Rebento, enquanto substantivo, pode significar o início do germinar de uma planta; ou então filho/descendente (fig.); e, ainda, produto/fruto (fig.). Enquanto verbo, a palavra expande ainda mais: é algo que pode estourar, explodir, desabrochar, irromper ou, simplesmente, nascer. É uma palavra que parece pressupor o crescimento/continuidade de alguma coisa.
Nos créditos de Rebento, de Vitor Faria (2024), ouvimos uma versão da canção de Gilberto Gil, que define poéticamente a palavra – justificando o título do filme: “Rebento, a reação imediata / A cada sensação de abatimento / Rebento, o coração dizendo: "Bata" / A cada bofetão do sofrimento / Rebento, esse trovão dentro da mata / E a imensidão do som / E a imensidão do som desse momento”. O filme caminha por essa definição ampla, passeando pela performance e pela experimentação como possibilidade de explorar os movimentos de um corpo, especialmente em sua relação com as máquinas – os carros em trânsito ininterrupto e a própria câmera.
No início de Rebento, somos sufocadas pela poluição sonora da metrópole. Os corpos atravessam a tela como se fossem parte do tráfego exagerado de veículos. Não é possível reconhecer ninguém, porque naquele cenário as pessoas ocupam uma função: ir de um lugar para outro sem interromper o fluxo. Os corpos se dissolvem nas cores saturadas em meio à mistura de gente e máquina. Quando a câmera foca num rosto, em primeiro plano – um homem seguindo seu caminho rotineiro –, o engarrafamento é interrompido. Ele parece não dar conta de seguir no embalo coletivo da repetição artificial.
Assim, no meio da rua, do caos, da feira (um pedaço de orgânico no concreto), seu corpo sai do automático e se remexe de maneira estranha. Ele entra em transe. O andar rápido da rua é quebrado por seus movimentos peculiares. A câmera titubeia junto dele. Ele tenta continuar andando, mas o movimento é incontrolável. Mais de um corpo habita aquele único corpo. Num registro em fita cassete, sua performance é interrompida por “falhas” que, aos poucos, tomam toda a cena. O ato se transforma num filme queimado, talvez porque a câmera não possa registrar esse corpo que saiu do status quo. Restam os fragmentos de uma quase-dança.
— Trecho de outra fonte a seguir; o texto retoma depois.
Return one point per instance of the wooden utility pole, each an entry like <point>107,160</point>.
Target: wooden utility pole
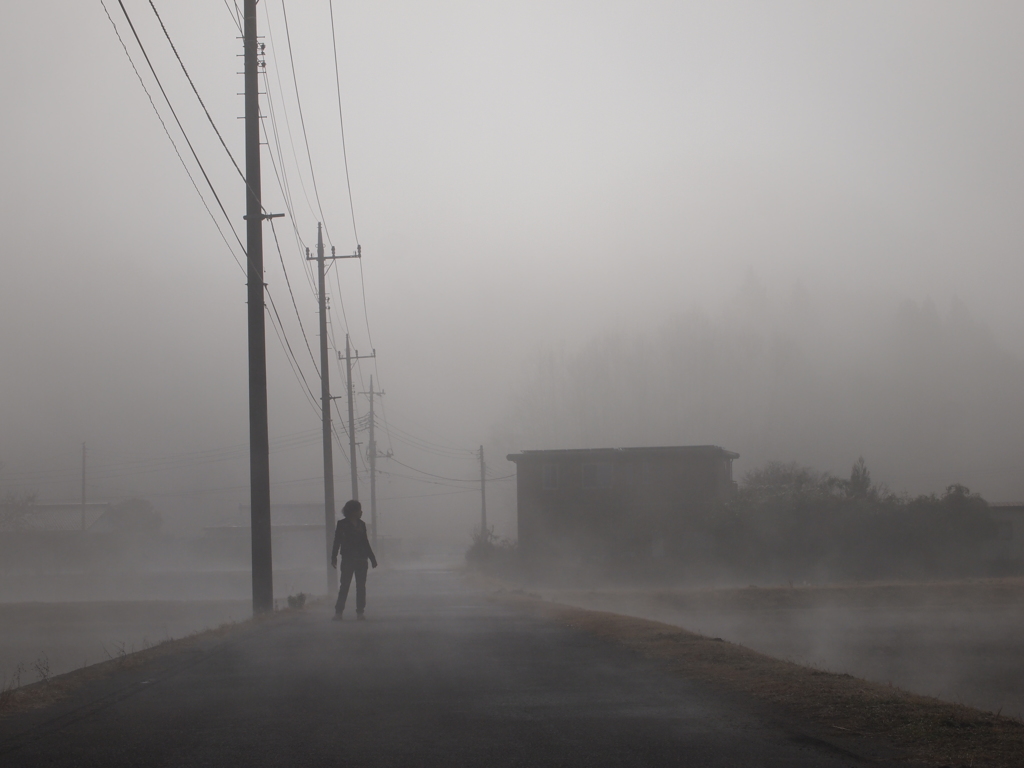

Em seguida, voltamos para um plano aberto da cidade. Enfim, parece haver alguma paz. Os ônibus seguem em harmonia, como se caminhassem ao som de uma música doce. Ao fundo, num viaduto, uma figura pequena – que pode desaparecer a qualquer momento – dança. Seus movimentos não-lineares a diferem das máquinas – com curvas, subidas e descidas. O corpo é pequeno na avenida, pequeno ao lado dos ônibus, mas se recusa a permanecer parado – e com isso afirma uma persistência na vida.
Depois, entram fragmentos de corpos bem próximos: mãos, rosto, orelha, cotovelo… Entre o fôlego de uma dança – com sons que presumem a presença de uma pessoa viva. Não é uma máquina que dança: é um corpo que respira, faz barulho quando os pés tocam o chão, ou quando tropeça de um lado para o outro, levando o ar consigo e tocando outro corpo, diferente do seu. A última dança de Rebento é, então, substituída por uma performance mínima: num apartamento, a câmera segue um corpo, de homem, e os contornos de sua pele se misturam ao brilho saturado da fotografia, junto dos “ruídos” e “falhas” da imagem. O corpo anda sem pressa, entre portas e corredores que não parecem ter fim. É como se seu andar, em ritmo próprio, também fosse uma dança – não coreografada. Enfim, há um respiro depois do fôlego acelerado da relação corpo-máquina. A figura do homem também pode descansar: seus contornos desaparecem aos poucos junto dos glitchs destrutivos do registro/efeito da fita cassete. Tudo vira ruído e cor, simplesmente.
Este texto crítico foi escrito por Larissa Muniz, crítica e pesquisadora, para a obra "Rebento" (Vitor Faria, Brasil, 2024), exibido em 22 de fevereiro de 2024, na programação do Prêmio Humberto Mauro.